Dr. Manish Shrivastava and his students Ananya Mukherjee and Saumitra Yadav presented a paper on Why should only High-Resource-Languages have all the fun? Pivot Based Evaluation in Low Resource Setting in the Proceedings of the 31st International Conference on Computational Linguistics (COLING-2025) held in Abu Dhabi, from 19 to 24 January. Here is the summary of the paper as explained by the authors:
Evaluating machine translation (MT) systems for low-resource languages has long been a challenge due to the limited availability of evaluation metrics and resources. As a result, researchers in this space have relied primarily on lexical-based metrics like BLEU, TER, and ChrF, which lack semantic evaluation. In this first-of-its-kind work, we propose a novel pivot-based evaluation framework that addresses these limitations; after translating low-resource language outputs into a related high-resource language, we leverage advanced neural and embedding-based metrics for more meaningful evaluation. Through a series of experiments using five low-resource languages: Assamese, Manipuri, Kannada, Bhojpuri, and Nepali, we demonstrate how this method extends the coverage of both lexical-based and embedding-based metrics, even for languages not directly supported by advanced metrics.

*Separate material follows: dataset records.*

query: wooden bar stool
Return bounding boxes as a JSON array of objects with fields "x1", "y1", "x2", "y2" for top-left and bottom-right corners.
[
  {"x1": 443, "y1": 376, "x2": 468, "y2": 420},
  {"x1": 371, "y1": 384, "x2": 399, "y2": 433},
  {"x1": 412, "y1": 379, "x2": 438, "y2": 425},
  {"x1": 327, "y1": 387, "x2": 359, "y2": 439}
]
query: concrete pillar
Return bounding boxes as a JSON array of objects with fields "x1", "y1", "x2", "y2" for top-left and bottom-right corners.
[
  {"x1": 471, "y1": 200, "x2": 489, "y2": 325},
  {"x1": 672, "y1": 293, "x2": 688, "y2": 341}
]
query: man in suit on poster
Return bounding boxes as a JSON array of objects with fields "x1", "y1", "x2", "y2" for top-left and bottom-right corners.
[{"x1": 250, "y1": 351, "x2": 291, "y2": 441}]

Our results show that the differences between direct and pivot-based evaluation scores are minimal, proving that this approach is a viable and effective solution for evaluating translations in endangered and low-resource languages. This work paves the way for more inclusive, accurate, and scalable MT evaluation for underrepresented languages, marking a significant step forward in this under-explored area of research.
Conference page: https://coling2025.org/
February 2025